In the three phase rectifier, the highest voltage in the set of three phase voltages is passed on to the output at the + terminal, and the lowest voltage in the set of three phases is connected to the - output terminal. The octave script below shows how the output voltage waveform looks.

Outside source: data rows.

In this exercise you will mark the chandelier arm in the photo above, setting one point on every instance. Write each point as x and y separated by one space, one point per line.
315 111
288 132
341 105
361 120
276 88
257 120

% This shows two cycles of a Three Phase Rectifier, both full and half wave.
% For Lab 9
clear all; close all;
f = 1;
cycles = 2;
delta_t = 0.0001;
t = 0:delta_t:cycles/f;  % Two periods
w = 2*pi*f;
A = 1; %120*sqrt(2);
delay = 0;
Va = A*sin(w.*t - delay);
Vb = A*sin(w.*t - 2*pi/3 - delay);
Vc = A*sin(w.*t + 2*pi/3 - delay);
plot(t,Va,t,Vb,t,Vc)
Diode_drop = 0; %0.7;
N = length(t);
for k = 1:N
  DCp(k) = max([Va(k),Vb(k),Vc(k)])-Diode_drop;
  DCm(k) = min([Va(k),Vb(k),Vc(k)])+Diode_drop;
end
plot(t,Va,t,Vb,t,Vc,t,DCp,t,DCp-DCm)
title('Three Phase Rectifier')
ylabel('Voltage (V)')
xlabel('Time (s)')
legend('Va','Vb','Vc','Von','Voll')
grid()

Note that the DC voltage output is not the root mean square value, or the peak value.

V_DC_max = max(DCp-DCm)
V_DC_min = min(DCp-DCm)

V_DC_max = 1.7321
V_DC_min = 1.5000

The current drawn from the AC line is not sinusoidal. Every sixth of the cycle the current out of a phase, for example, $i_a$,flows through a different path, and every third of a cycle the changes are even more radical. Here are the current waveforms for each of the diodes and $i_a$.

If the electronic device drawing the current is non-linear, a sinusoidal voltage input results in harmonic distortion in the current. The current is still periodic with the same fundamental frequency, but has harmonic currents that at integer multiples of the voltage frequency. Harmonic currents are a new cause of non-unity power factor on the grid, due to the use of all kinds of non-linear electronic loads. The old familiar power factor, more properly called displacement power factor, (DPF), was due to the currents not being in phase with the voltage, even though they were at the same frequency. The problem with currents in reactive elements (capacitors and inductors) is that half the cycle power flows into them, and the other half the cycle power flows back into the circuit that delivered the power. It is like buying something from Amazon, then sending it back. Amazon has to pay for shipping both ways, and doesn't like it when customers do that. Neither does the power company, who is in a similar position. The exact same thing happens to harmonic currents. Half the cycle the power flows into the load, and the other half it flows back to the source. The following octave script illustrates this for the simple case of a second harmonic current. This new power factor is called harmonic power factor. The combination (multiplication) of the two is just the power factor. Wikipedia has a nice description of this.

i_h = sin(2*w*t); % Assuming 200A peak of harmonic current...
p_h = Va.*i_h;
plot(t,Va,t,i_h,t,p_h)
legend('Va(V)', 'I_ah (A)', 'p_ah (VAR)')
grid()
xlabel('Time (s)')
title('Power in Harmonics')

Let's illustrate this with the actual current from our three phase rectifier.

R = 1; % Resistance driven by rectifier
% The current through the a phase flows positively when 
ia = zeros(size(t));
for k=1:N 
    if ((Va(k) >= Vb(k))&&(Va(k) >= Vc(k))) % D1 on
        ia(k) = (DCp(k)-DCm(k))/R;
    elseif ((Va(k)<=Vb(k))&&(Va(k)<=Vc(k))) % D4 on
        ia(k) = -(DCp(k)-DCm(k))/R; 
    endif
endfor
plot(t,ia,t,1.2*max(ia)*sin(w*t))
legend('i_a (A)', 
xlabel('Time (s)')
ylabel('Current (A)')
title('Line Current for Phase A')

error: parse error:

  syntax error

>>> ylabel('Current (A)')
         ^

This current waveform is in time with the voltage, but it is not sinusoidal, so it has harmonics. Let's find them.

Iasq = abs(fft(ia(1:1:N/2))).^2;
bar(0:19,sqrt(Iasq(1:20)./Iasq(2)))
xlim([0,20])
xlabel('Harmonic Number')
title('Relative Harmonic RMS Content in the Current')
grid()
hpf = sqrt(Iasq(2)/sum(Iasq))

hpf = 0.6758

This is markedly worse than the lab. I think this is because the voltage was also distorted in the lab, so having components of the voltage at the other frequencies allowed them to dissipate power too, instead of sending it back to the power company or generator, but this is just a guess. This needs to be thought out and the code debugged a bit to be sure it is right.